I think having multiple income streams in retirement is helpful. I read somewhere that 4 streams is a good idea.
My parents will have retirement accounts, pensions, and SS.
DH and I aren't counting on SS being around, but we'll have retirement accounts and also income from his family's farm. That's only 2 streams, but if the world doesn't end by the time we're 65, then we'll be making A LOT of money in farm income, which would make up for the absence of pensions and SS (if it goes away).
I think looking to alternative income for retirement is wise - just part of a wider picture, though.
From what I have heard, you really need roughly 10 rentals to have enough to cover for everything.
Part of that problem was the loosy-goosy bank attitudes. Back in the 90s, banks would do home loans for just about anyone. Barely looked at people's income. Hence what led to the housing crash...but investors who over leveraged were part of that also. Banks would even give Home Equity Loans or Lines of Credit for up to 120% of your home's equity. YES...they would loan you MORE than the equity in your home. So crazy!
But those are wise words, for any day and age.

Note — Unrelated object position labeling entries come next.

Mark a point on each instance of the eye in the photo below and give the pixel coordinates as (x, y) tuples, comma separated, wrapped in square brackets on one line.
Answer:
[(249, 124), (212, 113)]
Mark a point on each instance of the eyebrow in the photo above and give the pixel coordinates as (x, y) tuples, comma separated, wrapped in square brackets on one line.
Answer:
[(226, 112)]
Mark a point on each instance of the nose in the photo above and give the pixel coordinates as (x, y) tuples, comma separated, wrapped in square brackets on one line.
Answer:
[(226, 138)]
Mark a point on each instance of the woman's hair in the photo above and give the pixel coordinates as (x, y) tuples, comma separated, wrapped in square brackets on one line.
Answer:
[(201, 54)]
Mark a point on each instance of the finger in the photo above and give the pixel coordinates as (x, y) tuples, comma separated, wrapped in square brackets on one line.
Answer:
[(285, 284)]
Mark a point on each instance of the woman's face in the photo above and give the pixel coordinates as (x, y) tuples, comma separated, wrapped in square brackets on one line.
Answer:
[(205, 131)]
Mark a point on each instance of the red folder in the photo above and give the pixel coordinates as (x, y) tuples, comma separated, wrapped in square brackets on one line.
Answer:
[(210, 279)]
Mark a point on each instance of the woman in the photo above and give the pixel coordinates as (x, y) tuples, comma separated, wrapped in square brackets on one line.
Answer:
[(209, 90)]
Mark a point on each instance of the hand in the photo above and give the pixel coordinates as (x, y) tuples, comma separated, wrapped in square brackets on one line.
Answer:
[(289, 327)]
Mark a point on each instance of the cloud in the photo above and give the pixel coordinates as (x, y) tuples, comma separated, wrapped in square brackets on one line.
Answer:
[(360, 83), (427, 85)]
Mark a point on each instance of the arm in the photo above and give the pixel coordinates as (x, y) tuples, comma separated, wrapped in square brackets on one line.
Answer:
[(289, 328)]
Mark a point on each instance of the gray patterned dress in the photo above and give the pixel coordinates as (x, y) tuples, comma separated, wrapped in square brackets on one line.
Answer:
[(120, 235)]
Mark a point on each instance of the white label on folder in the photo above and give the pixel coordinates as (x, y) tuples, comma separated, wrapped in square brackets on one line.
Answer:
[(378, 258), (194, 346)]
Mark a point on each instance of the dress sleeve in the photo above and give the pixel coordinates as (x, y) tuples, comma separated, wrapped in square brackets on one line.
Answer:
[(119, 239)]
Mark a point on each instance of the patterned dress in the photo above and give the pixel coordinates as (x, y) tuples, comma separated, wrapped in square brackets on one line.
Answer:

My "quit my F/T job" plan is to be earning at least $5,000/month after expenses and mortgages, with some of my homes (including my own) totally paid off.
Someday, I would also like to dabble in fixing and flipping, but that is later down the road. Certainly, fixing/flipping can be very profitable...but it can also go very wrong, very fast. I currently don't have the knowledge, skills, or connections to feel confident in this arena...at least not yet!